By Ed Bernacki | February 28, 2010
If manufacturers invest in research and development (R&D) for new ideas, processes and products that lead to tomorrow's profits, where do the service sectors invest for ideas for tomorrow's profits? Manufacturing innovation is well established. They invest in people, research and processes to create technologies or products that lead to future profits. They have are strategies for research and to commercialize ideas. This led me to consider two questions:
- How do service organizations innovate if there is no place for this to happen?
- If manufacturers invest in R&D to create new ideas, what is the equivalent concept for service organizations to create new ideas?
I believe most service have not answered these questions. Perhaps, by default, marketing is expected to create new ideas. Yet this seems a poor substitute for an expertise to innovate. Service sector leaders must direct resources (people, funds and processes) to tackle their challenges just as good manufacturers must.
Instead of R&D, I suggest a model of 'Insight, Design and Execution'. It may not mean a new department. Rather, invest in developing a capacity to innovate reflected by the skills of managers and staff to create ideas and to create opportunities to innovate. Here is an overview to start your thinking of this innovation process for the service sector:
Great ideas start with great insights into the challenges of customers and other stakeholders. This must be a proactive sophisticated search for insights that leads to new value adding ideas. Insights are often better than ideas. If you search for ideas, you will likely copy ideas that already exist. While useful, they may fall short of the type of ideas that are unique and marketable. Powerful insights lead to ideas that make you say, 'Why didn't I think of this before?' Often a great insight can be converted into a powerful idea by finishing this sentence: 'Wouldn't it be great if...'
Creating an idea is the first step. It must be enhanced and designed to maximize the experience or opportunity for the customer or stakeholder. We must develop sophisticated skills for managing our insights and ideas through this stage before execution. What drives design thinking are questions such as:
- What else is possible if we try this idea?
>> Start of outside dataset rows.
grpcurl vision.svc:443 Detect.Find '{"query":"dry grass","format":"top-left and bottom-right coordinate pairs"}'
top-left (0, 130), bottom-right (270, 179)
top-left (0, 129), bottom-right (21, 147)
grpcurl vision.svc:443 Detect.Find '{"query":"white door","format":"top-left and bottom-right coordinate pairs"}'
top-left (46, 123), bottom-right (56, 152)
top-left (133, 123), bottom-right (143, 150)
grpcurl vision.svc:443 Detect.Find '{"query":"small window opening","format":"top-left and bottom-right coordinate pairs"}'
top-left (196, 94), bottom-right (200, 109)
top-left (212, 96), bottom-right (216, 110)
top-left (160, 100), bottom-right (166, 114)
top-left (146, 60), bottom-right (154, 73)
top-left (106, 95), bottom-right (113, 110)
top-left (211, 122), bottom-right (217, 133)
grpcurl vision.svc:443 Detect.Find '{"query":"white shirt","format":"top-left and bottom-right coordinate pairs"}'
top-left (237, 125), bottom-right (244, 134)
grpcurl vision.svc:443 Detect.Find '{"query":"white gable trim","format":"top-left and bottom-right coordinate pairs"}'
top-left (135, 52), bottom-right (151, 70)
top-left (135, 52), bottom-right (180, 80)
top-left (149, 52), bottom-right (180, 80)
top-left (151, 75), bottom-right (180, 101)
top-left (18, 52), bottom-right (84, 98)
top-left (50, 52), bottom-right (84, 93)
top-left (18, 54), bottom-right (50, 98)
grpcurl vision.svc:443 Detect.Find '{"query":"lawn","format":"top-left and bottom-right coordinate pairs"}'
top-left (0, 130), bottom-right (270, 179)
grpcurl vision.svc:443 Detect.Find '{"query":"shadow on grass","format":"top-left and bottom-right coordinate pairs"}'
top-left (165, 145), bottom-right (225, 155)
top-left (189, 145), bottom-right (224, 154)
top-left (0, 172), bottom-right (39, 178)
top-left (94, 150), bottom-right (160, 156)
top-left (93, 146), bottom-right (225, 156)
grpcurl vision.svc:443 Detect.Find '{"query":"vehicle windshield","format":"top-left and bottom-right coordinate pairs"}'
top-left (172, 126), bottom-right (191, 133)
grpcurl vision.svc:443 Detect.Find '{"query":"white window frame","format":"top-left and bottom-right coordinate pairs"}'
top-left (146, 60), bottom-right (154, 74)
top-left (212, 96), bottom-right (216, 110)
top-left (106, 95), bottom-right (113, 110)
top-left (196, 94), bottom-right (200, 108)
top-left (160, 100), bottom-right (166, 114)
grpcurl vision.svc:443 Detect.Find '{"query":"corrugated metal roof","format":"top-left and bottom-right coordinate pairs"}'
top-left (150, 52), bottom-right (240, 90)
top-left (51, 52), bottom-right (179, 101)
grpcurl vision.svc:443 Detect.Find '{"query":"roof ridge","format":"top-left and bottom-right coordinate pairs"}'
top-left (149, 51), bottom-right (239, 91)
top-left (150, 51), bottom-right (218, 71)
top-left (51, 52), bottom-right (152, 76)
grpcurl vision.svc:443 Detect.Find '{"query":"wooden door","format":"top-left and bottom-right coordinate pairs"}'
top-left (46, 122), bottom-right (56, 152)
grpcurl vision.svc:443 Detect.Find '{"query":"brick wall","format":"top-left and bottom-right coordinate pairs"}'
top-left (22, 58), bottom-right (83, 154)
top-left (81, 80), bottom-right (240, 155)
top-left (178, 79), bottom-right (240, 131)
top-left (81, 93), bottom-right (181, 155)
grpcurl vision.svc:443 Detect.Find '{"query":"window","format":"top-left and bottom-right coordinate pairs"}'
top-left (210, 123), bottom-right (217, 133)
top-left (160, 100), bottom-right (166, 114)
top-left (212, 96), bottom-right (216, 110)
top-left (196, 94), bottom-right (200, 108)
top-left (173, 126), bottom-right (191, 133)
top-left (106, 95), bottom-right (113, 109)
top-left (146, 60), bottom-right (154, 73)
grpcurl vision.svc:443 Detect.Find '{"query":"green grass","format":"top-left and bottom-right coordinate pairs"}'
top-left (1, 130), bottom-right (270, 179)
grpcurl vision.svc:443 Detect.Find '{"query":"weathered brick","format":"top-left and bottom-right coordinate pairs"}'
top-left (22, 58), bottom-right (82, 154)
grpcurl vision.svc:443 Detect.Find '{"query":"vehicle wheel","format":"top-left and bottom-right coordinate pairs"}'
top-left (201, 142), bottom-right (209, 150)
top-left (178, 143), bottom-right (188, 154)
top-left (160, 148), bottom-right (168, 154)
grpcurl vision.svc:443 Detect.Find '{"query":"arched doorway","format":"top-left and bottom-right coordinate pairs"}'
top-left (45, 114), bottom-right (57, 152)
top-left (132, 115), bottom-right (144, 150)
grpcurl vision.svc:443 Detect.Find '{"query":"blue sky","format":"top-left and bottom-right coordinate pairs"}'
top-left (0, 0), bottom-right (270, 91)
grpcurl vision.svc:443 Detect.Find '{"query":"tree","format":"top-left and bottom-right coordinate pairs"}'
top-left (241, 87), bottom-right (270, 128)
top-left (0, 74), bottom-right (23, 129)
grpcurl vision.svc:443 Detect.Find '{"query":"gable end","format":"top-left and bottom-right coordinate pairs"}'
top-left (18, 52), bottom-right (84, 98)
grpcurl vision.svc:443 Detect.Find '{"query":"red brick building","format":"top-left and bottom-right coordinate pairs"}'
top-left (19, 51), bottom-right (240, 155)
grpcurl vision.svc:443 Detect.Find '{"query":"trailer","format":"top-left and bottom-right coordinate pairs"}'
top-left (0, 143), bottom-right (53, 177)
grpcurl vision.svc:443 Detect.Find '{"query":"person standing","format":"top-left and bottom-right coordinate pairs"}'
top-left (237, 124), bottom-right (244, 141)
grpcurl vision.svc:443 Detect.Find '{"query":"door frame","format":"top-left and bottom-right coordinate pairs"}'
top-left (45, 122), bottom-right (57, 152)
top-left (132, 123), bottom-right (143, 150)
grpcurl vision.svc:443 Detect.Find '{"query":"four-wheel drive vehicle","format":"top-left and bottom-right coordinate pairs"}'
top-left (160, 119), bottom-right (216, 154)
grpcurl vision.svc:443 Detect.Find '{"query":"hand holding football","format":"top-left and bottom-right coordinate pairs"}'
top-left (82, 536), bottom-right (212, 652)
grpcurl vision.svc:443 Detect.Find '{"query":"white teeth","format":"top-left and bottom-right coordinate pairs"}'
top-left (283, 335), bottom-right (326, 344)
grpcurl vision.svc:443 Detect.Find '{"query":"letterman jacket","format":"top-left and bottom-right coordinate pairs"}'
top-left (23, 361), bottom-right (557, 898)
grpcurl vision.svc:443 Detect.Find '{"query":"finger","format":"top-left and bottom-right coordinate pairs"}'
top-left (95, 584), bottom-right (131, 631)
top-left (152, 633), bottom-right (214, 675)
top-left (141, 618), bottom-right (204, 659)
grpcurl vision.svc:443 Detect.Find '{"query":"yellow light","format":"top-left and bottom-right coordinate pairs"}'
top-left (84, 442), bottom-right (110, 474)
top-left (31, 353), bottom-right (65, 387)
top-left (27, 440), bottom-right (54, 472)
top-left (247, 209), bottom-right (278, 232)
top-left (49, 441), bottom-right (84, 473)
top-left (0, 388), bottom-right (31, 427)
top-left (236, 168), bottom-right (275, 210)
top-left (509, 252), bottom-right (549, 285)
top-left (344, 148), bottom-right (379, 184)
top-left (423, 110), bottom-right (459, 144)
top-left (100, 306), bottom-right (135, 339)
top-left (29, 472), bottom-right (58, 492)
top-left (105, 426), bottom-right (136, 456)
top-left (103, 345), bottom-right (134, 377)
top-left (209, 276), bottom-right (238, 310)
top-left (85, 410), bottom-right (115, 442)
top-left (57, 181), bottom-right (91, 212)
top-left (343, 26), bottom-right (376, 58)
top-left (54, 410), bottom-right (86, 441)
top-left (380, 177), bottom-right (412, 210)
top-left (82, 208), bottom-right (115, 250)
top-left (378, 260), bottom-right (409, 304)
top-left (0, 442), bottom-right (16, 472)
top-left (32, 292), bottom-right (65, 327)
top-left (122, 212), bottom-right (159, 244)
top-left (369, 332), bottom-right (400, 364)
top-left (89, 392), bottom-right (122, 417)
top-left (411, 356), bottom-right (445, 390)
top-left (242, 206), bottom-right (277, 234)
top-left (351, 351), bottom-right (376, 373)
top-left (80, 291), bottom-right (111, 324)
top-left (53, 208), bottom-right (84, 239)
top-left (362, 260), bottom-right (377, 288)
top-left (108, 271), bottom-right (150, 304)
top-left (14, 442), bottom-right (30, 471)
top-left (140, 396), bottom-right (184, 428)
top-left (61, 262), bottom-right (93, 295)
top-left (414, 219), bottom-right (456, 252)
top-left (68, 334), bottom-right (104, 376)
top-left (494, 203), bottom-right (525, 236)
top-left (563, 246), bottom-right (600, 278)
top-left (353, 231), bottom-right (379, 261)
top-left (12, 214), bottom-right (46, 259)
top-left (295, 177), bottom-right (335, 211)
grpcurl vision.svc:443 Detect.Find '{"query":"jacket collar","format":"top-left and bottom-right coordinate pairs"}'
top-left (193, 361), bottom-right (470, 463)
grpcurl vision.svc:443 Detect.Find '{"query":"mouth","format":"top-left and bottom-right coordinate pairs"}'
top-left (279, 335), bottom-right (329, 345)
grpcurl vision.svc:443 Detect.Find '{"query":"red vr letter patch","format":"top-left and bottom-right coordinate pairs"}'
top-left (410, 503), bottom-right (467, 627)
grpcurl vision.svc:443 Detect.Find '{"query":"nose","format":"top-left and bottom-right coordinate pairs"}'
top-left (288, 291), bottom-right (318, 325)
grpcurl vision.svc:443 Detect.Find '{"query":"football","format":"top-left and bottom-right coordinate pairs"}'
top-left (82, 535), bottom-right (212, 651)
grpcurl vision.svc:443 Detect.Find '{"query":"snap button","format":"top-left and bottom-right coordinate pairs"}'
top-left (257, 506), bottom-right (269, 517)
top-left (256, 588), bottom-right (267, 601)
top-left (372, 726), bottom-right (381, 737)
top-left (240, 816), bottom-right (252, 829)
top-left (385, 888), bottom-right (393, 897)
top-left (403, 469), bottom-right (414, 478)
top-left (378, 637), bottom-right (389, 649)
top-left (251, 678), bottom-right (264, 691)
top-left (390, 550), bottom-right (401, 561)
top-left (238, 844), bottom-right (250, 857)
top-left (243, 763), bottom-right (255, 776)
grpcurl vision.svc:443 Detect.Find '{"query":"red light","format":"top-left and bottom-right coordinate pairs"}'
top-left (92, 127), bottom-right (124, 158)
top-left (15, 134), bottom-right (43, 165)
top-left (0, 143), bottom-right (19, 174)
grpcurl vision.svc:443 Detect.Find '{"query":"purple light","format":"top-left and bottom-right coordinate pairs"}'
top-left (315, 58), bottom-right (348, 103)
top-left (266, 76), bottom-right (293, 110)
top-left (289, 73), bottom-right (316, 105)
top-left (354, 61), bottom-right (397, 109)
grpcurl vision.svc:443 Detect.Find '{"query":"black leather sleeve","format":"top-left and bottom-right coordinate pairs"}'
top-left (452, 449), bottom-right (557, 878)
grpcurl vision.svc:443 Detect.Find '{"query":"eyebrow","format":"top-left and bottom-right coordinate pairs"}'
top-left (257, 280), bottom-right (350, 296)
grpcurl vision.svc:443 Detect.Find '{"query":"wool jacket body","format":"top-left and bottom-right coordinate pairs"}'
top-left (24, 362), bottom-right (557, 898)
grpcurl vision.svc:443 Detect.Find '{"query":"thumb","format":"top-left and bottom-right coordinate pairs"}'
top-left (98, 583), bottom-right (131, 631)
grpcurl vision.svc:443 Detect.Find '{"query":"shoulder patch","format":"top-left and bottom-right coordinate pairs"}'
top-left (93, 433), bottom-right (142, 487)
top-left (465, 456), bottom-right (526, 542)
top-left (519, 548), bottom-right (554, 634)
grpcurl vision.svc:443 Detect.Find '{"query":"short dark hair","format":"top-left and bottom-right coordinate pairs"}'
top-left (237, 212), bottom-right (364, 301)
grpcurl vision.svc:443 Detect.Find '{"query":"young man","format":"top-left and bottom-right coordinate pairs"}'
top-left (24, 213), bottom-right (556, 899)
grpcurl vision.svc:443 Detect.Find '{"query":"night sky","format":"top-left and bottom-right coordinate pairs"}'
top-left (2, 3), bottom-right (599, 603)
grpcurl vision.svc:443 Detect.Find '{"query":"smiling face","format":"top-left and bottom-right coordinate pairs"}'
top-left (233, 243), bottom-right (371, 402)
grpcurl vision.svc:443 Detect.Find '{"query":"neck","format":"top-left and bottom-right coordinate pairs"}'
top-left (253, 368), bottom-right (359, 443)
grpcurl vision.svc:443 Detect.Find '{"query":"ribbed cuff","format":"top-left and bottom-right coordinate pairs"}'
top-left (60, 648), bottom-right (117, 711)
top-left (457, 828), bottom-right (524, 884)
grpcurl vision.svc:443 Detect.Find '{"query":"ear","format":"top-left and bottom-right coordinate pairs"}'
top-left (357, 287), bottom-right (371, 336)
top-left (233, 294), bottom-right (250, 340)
- How can we create value in the delivery of this idea?
- How should someone experience this idea? Focus on adding value to the design of the service, its delivery, branding
- and marketing.
Execution: Conviction to Act
There is no point acting on mediocre ideas. Once we know the idea is great, its execution must be as innovative as the idea. This involves both analytical thinking and creative thinking on behalf of people to fully exploit its potential. Many problems will be identified through the design of strategies and tactics to bring the idea to life. Service businesses should define these challenges on a page in the yearly strategic plans, perhaps called, "Innovations: plans for ID&E'. After all, if new thinking is important, how can innovative ideas be conceived, designed and implemented without resources? We plan for marketing, HR and operations, and provide resources. Service improvements and innovations must be intentional.
Innovative ideas should happen by design, not by default.